Behind the scene, gluLookAt calculates a right-vector (or left, doesn’t really matter), a vector similar to the up-vector but pointing to the right. That vector is calculated by the cross product of the front- and up-vector, and thus will be perpendicular to the front-vector. Using that right-vector, again using the cross product, the final up-vector is calulated. Now you have three orthogonal vectors; front, right and up.
You can think of this in another way. If you only specify position and look-at target, the transformation matrix is not fully defined as the camera can rotate about it’s front axis and still meet the requirements of position and look-at target. The rotation for which the true up-vector is closest to the specified up-vector is the final transformation.
That way you can specify a non-perpendicular up-vector, as gluLookAt will make the true up-vector as close as possible to the specified up-vector.
I have a better idea now. If the final up vector will be the perpendicular one at the end, why is one allowed to use a non-perpendicular one anyway? Is it for the reasons of speed etc. or just to make things more convenient?
Is it possible to have a look at the OpenGL source code? E.g., if I wanted to see for myself how gluLookAt works, can I find the implementation anywhere? As far as I could see the installation on our system contains only .h and .so files (I am working in Linux).
You can use a non-perpendicular up-vector because the final result is still well defined. You tell gluLookAt where you want the up-vector, and gluLookAt makes its best to make it point in that direction.
If it was required to be perpendicular to the front-vector what should happen when it isn’t? Should it return without modifying any matrices, or should it modify it anyway, resulting in a non-orthogonal transformation? What tests should be made to make sure it is perpendicular? Floating-point arithmetics are not exact and round-off errors are always there due to limited precision. So even though you make your best to pass a perpendicular up-vector, the test may still fail (and probably will in most cases for any non-trivial case) because some tiny error got into the calculation, either on your side or in gluLookAt. Should a tolerance be used to protect from rounding errors, and if so, of what magnitude?
It just isn’t practical to require the up-vector to be perpendicular, especially since the result is well defined anyway. And if the current behaviour isn’t the one you want, it’s always possible to write your own.
As for the source, you can download Mesa . It’s an open source implementation of OpenGL, and it comes with a GLU implementation aswell, so you can find gluLookAt there.
OK. So in other words the best solution for the specification of the up vector is the closest vector in the desired direction (lying in the plane which has the future right vector for a normal) that can be described by e.g. integers and so avoiding the round-off errors at the input already (instead of trying to compute the exact perpendicular vector and coming up with coordinates that are too precise to always be interpreted in the same way)?

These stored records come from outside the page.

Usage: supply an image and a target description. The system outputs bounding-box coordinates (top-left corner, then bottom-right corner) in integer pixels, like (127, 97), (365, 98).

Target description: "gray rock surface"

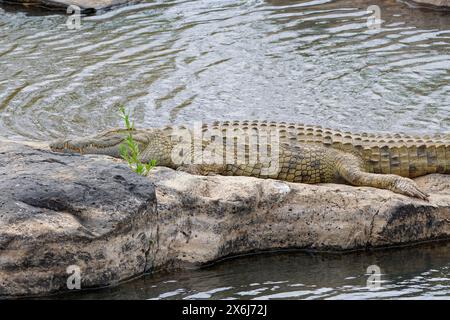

(412, 0), (450, 8)
(0, 140), (450, 296)
(0, 141), (156, 296)
(151, 168), (450, 267)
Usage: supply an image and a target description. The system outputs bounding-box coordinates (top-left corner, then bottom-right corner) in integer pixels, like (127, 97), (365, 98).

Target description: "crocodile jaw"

(50, 129), (144, 158)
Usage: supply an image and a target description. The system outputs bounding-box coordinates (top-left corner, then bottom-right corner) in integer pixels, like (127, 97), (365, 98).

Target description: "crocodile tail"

(342, 134), (450, 178)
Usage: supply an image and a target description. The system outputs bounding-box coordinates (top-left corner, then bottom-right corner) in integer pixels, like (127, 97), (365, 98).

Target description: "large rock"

(0, 140), (156, 296)
(412, 0), (450, 8)
(0, 141), (450, 296)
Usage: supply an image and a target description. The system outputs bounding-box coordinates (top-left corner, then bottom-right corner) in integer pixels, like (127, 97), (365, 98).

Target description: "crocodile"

(50, 120), (450, 200)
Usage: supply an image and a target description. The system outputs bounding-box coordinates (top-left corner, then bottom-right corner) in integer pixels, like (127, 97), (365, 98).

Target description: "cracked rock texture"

(151, 168), (450, 267)
(0, 140), (450, 296)
(412, 0), (450, 8)
(0, 140), (156, 296)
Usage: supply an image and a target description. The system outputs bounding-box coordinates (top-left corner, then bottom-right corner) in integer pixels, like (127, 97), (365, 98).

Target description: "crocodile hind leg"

(337, 152), (429, 200)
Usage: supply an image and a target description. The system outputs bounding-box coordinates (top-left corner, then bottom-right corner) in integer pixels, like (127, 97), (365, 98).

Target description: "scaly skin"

(50, 121), (450, 199)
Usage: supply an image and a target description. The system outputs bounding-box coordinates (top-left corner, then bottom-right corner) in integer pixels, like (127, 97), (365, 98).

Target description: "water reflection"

(0, 0), (450, 141)
(55, 243), (450, 299)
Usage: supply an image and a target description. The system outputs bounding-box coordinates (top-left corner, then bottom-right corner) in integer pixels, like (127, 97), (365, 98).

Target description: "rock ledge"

(0, 140), (450, 297)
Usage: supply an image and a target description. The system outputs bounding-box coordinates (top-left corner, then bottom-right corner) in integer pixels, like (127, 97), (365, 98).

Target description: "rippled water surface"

(54, 243), (450, 299)
(0, 0), (450, 140)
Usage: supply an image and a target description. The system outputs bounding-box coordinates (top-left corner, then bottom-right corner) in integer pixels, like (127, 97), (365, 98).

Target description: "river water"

(57, 243), (450, 300)
(0, 0), (450, 298)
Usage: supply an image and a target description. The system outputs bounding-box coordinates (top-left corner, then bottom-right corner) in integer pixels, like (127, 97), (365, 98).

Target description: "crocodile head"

(50, 129), (150, 158)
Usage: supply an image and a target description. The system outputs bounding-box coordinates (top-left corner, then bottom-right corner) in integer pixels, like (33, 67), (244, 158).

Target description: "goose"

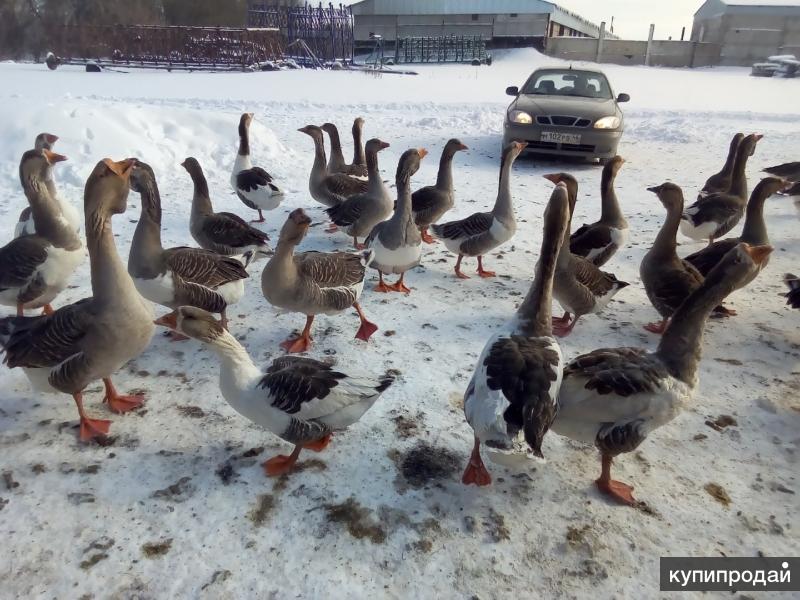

(128, 162), (248, 341)
(321, 123), (369, 177)
(261, 208), (378, 353)
(699, 133), (744, 198)
(0, 159), (155, 441)
(783, 273), (800, 308)
(366, 148), (428, 294)
(231, 113), (283, 223)
(544, 173), (629, 337)
(181, 157), (271, 263)
(156, 306), (395, 477)
(461, 183), (569, 486)
(0, 149), (84, 316)
(639, 182), (736, 334)
(411, 138), (469, 244)
(569, 156), (628, 267)
(431, 142), (527, 279)
(14, 133), (81, 238)
(325, 138), (393, 250)
(685, 177), (791, 285)
(681, 134), (763, 244)
(298, 125), (369, 212)
(551, 244), (772, 505)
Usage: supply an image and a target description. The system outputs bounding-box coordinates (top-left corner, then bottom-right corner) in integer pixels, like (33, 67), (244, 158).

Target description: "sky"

(554, 0), (703, 40)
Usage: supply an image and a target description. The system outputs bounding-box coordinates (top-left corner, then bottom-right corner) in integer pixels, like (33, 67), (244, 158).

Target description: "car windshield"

(522, 70), (611, 100)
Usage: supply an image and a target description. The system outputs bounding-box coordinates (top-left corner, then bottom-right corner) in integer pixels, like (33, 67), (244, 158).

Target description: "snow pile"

(0, 51), (800, 598)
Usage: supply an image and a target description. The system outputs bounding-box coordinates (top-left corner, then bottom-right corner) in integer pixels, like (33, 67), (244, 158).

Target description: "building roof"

(350, 0), (615, 37)
(694, 0), (800, 18)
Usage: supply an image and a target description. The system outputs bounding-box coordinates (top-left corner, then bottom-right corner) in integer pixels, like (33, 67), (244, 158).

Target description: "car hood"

(514, 94), (617, 121)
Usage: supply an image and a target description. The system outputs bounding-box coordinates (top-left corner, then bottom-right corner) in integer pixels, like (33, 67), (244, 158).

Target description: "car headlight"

(594, 115), (622, 129)
(508, 110), (533, 125)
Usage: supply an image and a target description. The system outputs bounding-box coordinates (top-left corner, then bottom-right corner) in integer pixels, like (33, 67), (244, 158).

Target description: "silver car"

(503, 68), (630, 164)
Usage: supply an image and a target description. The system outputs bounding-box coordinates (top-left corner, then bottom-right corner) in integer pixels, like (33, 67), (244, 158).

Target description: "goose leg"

(261, 446), (303, 477)
(281, 315), (314, 354)
(388, 273), (411, 294)
(375, 271), (392, 293)
(478, 256), (497, 278)
(644, 319), (669, 335)
(103, 378), (144, 415)
(456, 254), (469, 279)
(461, 438), (492, 486)
(72, 392), (111, 442)
(595, 454), (636, 506)
(353, 302), (378, 342)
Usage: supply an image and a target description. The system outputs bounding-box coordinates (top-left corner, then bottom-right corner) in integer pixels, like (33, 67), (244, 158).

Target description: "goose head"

(83, 158), (136, 216)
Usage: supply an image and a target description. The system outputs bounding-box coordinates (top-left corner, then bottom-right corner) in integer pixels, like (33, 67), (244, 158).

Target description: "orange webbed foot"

(461, 461), (492, 487)
(80, 417), (111, 442)
(261, 454), (297, 477)
(595, 479), (638, 506)
(303, 433), (333, 452)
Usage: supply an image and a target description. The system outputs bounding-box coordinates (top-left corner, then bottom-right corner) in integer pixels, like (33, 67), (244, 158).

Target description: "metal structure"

(48, 25), (284, 71)
(247, 0), (353, 66)
(394, 35), (492, 65)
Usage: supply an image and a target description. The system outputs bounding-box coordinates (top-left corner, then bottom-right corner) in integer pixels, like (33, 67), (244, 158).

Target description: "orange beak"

(154, 311), (178, 329)
(42, 149), (67, 165)
(744, 244), (774, 266)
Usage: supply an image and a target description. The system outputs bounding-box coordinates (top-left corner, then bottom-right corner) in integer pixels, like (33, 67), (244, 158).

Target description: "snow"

(0, 50), (800, 598)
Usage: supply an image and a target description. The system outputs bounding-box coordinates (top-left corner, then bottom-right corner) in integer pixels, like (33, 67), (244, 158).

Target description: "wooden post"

(595, 21), (606, 62)
(644, 23), (656, 67)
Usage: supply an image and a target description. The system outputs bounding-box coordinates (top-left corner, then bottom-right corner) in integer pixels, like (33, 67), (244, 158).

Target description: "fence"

(247, 1), (353, 63)
(48, 25), (283, 70)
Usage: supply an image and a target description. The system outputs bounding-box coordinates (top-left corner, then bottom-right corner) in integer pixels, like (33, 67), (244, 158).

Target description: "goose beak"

(154, 311), (178, 329)
(42, 149), (67, 165)
(744, 244), (773, 266)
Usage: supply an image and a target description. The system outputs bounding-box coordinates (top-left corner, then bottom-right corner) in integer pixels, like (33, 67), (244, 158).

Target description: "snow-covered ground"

(0, 51), (800, 599)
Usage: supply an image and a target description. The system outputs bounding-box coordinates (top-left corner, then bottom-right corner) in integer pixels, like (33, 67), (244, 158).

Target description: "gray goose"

(681, 134), (763, 244)
(461, 183), (569, 486)
(181, 157), (270, 263)
(699, 133), (744, 198)
(128, 163), (248, 340)
(321, 123), (369, 177)
(552, 244), (772, 505)
(366, 148), (428, 294)
(325, 138), (392, 250)
(261, 208), (378, 353)
(14, 133), (81, 238)
(157, 306), (395, 477)
(569, 156), (628, 267)
(411, 138), (469, 244)
(0, 149), (84, 316)
(231, 113), (283, 223)
(639, 182), (736, 334)
(431, 142), (527, 279)
(544, 173), (629, 337)
(298, 125), (369, 214)
(685, 177), (791, 285)
(0, 159), (155, 441)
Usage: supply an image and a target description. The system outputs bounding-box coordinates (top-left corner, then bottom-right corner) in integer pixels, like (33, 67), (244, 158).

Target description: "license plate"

(539, 131), (581, 145)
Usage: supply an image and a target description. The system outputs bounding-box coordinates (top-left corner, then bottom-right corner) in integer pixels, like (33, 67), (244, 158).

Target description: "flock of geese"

(0, 113), (800, 505)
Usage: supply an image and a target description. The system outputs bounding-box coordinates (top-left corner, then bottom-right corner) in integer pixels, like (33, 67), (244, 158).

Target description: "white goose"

(156, 306), (394, 477)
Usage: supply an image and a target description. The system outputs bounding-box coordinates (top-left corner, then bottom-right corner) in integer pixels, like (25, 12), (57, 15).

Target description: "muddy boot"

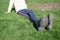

(38, 15), (48, 31)
(46, 14), (54, 30)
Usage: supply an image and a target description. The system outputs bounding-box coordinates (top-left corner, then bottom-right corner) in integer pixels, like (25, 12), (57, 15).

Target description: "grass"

(0, 0), (60, 40)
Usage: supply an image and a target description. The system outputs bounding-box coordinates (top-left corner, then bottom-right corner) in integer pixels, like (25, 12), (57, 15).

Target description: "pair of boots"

(33, 14), (54, 31)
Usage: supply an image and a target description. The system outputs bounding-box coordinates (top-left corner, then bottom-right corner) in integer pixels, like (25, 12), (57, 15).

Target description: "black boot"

(33, 16), (48, 31)
(46, 14), (54, 30)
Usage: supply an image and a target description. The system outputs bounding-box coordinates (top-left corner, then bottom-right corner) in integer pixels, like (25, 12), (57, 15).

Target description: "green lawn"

(0, 0), (60, 40)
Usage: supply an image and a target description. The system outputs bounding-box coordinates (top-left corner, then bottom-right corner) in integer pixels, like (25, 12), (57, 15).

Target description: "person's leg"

(7, 0), (14, 13)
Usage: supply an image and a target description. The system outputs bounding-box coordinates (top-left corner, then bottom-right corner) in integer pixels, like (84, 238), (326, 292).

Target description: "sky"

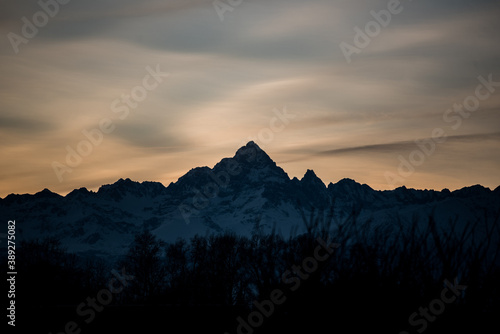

(0, 0), (500, 197)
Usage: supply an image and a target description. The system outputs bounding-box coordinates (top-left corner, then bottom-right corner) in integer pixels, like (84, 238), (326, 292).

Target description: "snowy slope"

(0, 142), (500, 256)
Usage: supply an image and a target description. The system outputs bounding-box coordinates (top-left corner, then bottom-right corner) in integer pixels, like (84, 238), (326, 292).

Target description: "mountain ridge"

(0, 142), (500, 257)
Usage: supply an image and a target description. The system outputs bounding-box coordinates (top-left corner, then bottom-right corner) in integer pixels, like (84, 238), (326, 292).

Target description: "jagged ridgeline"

(0, 142), (500, 334)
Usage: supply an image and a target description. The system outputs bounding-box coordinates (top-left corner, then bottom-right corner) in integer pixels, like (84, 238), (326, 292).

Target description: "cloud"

(284, 132), (500, 162)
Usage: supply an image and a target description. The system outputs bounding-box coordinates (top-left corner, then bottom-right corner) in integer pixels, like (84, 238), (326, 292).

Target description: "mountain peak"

(234, 141), (276, 167)
(300, 169), (326, 188)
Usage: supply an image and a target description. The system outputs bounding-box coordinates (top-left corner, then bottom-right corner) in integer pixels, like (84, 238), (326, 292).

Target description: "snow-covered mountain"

(0, 142), (500, 256)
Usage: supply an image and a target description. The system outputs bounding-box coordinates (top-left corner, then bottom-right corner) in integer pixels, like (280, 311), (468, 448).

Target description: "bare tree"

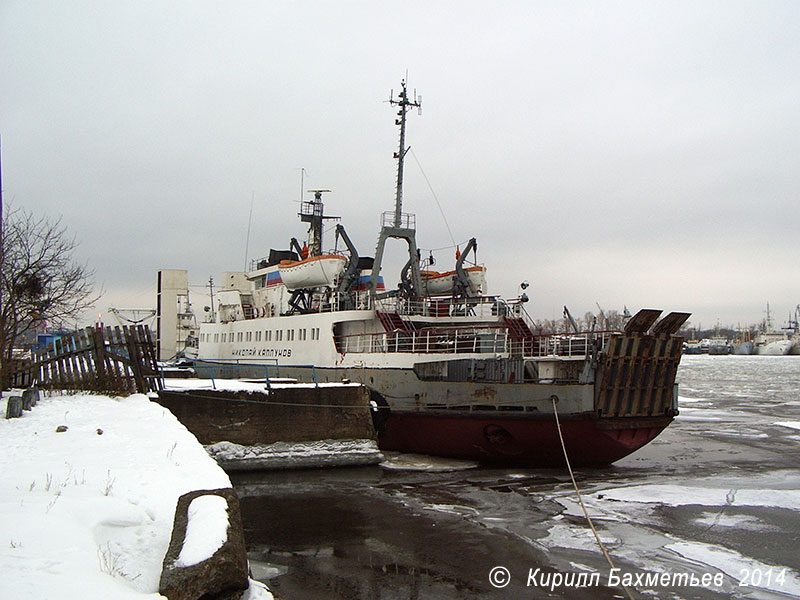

(0, 209), (98, 382)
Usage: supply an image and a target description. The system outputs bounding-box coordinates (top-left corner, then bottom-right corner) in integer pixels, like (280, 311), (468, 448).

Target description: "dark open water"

(234, 356), (800, 600)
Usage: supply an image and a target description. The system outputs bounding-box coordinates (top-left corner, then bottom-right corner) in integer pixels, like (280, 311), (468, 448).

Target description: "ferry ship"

(196, 81), (689, 467)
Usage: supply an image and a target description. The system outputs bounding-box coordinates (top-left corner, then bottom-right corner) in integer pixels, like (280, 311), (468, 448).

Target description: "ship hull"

(378, 412), (672, 468)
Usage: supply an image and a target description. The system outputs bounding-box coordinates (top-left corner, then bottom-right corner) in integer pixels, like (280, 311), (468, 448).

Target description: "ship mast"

(298, 190), (339, 256)
(369, 79), (422, 296)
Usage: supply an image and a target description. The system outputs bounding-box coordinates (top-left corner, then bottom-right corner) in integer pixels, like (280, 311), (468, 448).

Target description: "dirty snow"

(0, 392), (272, 600)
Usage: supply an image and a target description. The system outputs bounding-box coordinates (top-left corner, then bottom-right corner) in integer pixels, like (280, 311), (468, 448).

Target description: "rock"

(6, 396), (22, 419)
(22, 388), (39, 406)
(158, 488), (249, 600)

I am sorry if I am going on about this a bit too much
You don’t have to specify the up-vector as a vector with integer coordinates only and are as close as possible to the true up-vector. This would imply that you have the true up-vector to begin with (or you wouldn’t be able to find the closest vector with integer components), so just pass it directly to gluLookAt.
There are no precision issues (in practice) in gluLookAt, so you souldn’t care about round-off errors. The precision issues I talked about in my last post had to do with, assuming gluLookAt required a perpendicular vector, verifying the vector was perpendicular or not. But since that’s no the case, there are no precision issues.
I’ve been trying to decode the meaning of the “up” vector in the gluLookAt() but I seem to be getting nowhere
If I understand this right, by specifying the three vectors as input arguments for the gluLookAt, one defines the camera coordinate system’s location and orientation, so the first vector is the coordinate system centre, the second vector is the view direction which is basically the camera c. sys. z-axis direction, and the third one is the “up” vector, which locks the angle at which the camera is tilted when looking in the view direction. Can this third vector be interpreted as the y-axis of the camera’s c. system?
It seems intuitive but the problem is that from the Redbook example I studied I found that the view direction vector and up vector are not necessairily perpendicular, which ruins my theory about the up vector and the y-axis…
Apologies for the length… Does anyone have a more intuitive explanation about the connection between the up vector and camera’s coordinate system?
Thank you!
Spela[/b]
gluLookt doesn’t take 3 vectors. It takes 2 points in space and a vector.
The eye is where you are.
The view is a point in space the eye will be looking at.
These 2 define a view direction.
So for example your eye can be at 0, 0, 0
and you can look at a point at 0, 0, 1
or your I can be at 10, 20, 40
and you can look at 10, 20, 45